Desabou no limite do calçamento.
Talvez por ter pouco espaço entre seu rosto e o meio-fio não conseguiu deslizar o corpo na direção dos trilhos da linha férrea, como costumava fazer nos dias onde percorria o trajeto da escola estadual até sua casa a pé. Ponto geográfico por entre os novelos matagais, lá existiam três portais onde a eletricidade do escapar da cidade os atravessava várias vezes ao dia, vestidos por uma dúzia ou mais de vagões marcados com o logo da empresa ferroviária. Um sonho sobre um salto salvador escapando daquele momento inferno que se repetia em inúmeras formas; o meio-fio era apenas a máscara da vez.
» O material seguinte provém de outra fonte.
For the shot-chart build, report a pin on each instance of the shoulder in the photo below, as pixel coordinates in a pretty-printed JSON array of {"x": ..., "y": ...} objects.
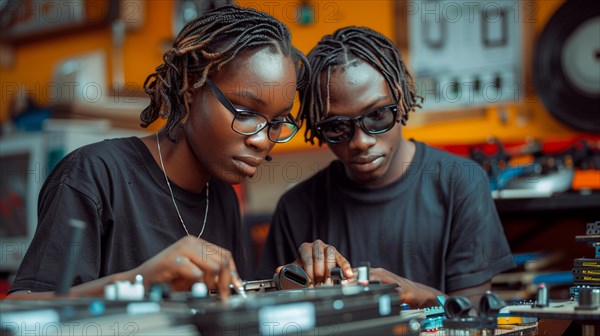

Aquele dia contudo, não havia espaço.
Sentiu as mãos rasparem asfalto abafando a queda, ouviu sangue escapando pelas rachaduras da pele descer pelo corredor de água na beirada da calçada. Baforou arremedo imagético das comportas na estação de tratamento d’água, instalada ao lado do campo de futebol de várzea, onde foi goleiro residente na cratera de lama, com seus óculos caindo enquanto o time adversário renegava um sossego. Daquele lugar nada o arredaria, estampado no asfalto como piche novo que fede calefação em lava; não havia estação de tratamento muito menos poça de lama da outrora partida futebolística.
Ocasião onde o mesmo menino lhe deu uma mesma rasteira, exatamente igual a de hoje. Na lama, ouviu as águas da comporta. No asfalto, o sangue percorrer sua Orlando Moretto.
Rua inclinada tal qual o viaduto dos sonhos escape, com única diferença: O elevado era endereço de troncos d’uma construção formando malabares e plataformas que sobrevoavam a linha férrea, territórios para batalhas de trapezistas espiões filmadas por seus óculos grande oculares, enquanto o maquinista alumiava toda vegetação das encostas. Rua inclinada, tal a cama do quarto onde ela dormia com o marido.
A água na beirada da calçada corria-lhe os arranhões, o jato do chuveiro compunha bailados pelas escápulas desenhadas em ângulo reto das costas fechando cortinas em suas mãos que afastavam as coxas hipertônicas daquela mulher. Passou a mão esfolada pela boca e sentiu o gosto terra da Orlando Moretto em seus lábios ao tentar levantar-se, do mesmo modo que memorizou o gosto de rebordo doce dela, o cedro que sorvia sua língua percorrendo a pele casada e por fim o enroscar dos pelos em seus dentes. Ao levantar passou pelo menino que lhe derrubara.
Não revidou; o tempo congelado permitiu seu levitar suspenso por sólidos nós de uma técnica shibari, idêntica a que no dia do seu espancamento por sete quarteirões o resgatou. Análoga ao seu transporte à porta da casa dela, esperando seu marido e filho viajarem, para que pudessem viver nus durante uma vida inteira de oito horas. Perfeitamente igual a corda que esfumaçava-se na madeiras da construção em balanço atrito. A memória do roçar as paredes úmidas daquela mulher, ungidas na mesma proporção da saliva cuspida por ela em sua boca, a ser usada como lubrificante da língua nos seios; deslizando seus dedos esfolados no calçamento da rua Orlando Moretto adentro, lembrava que a vida era o pulso da boca dela valsando-o por inteiro. Não revidou, suspenso em cordas no viaduto de escape, bailando por entra as vigas em um salto libertador.
Era essa memória que tentava sustentar por entre a fumaça da última pedra de crack queimando nas cinzas naquela lata de refrigerante, ecoando os carros na Avenida Nove de Julho, inclinada tal qual a rua Orlando Moretto.
Nota:
Shibari foi escrito como forma de exercício dentro de uma aula sobre O Autor. Todos os textos daquela semana me fizeram bem por demais em escrever, visto terem ajudado a entender qual é a minha voz e quem sou eu nas relações paradigmáticas e sintagmáticas das tessituras. Essa versão tem acréscimos de alguns períodos, mas nada que destoe da ideia original que era utilizar a rua onde nasci como referência de uma voz literária. Utilizando o autor pessoa na confecção eu criador.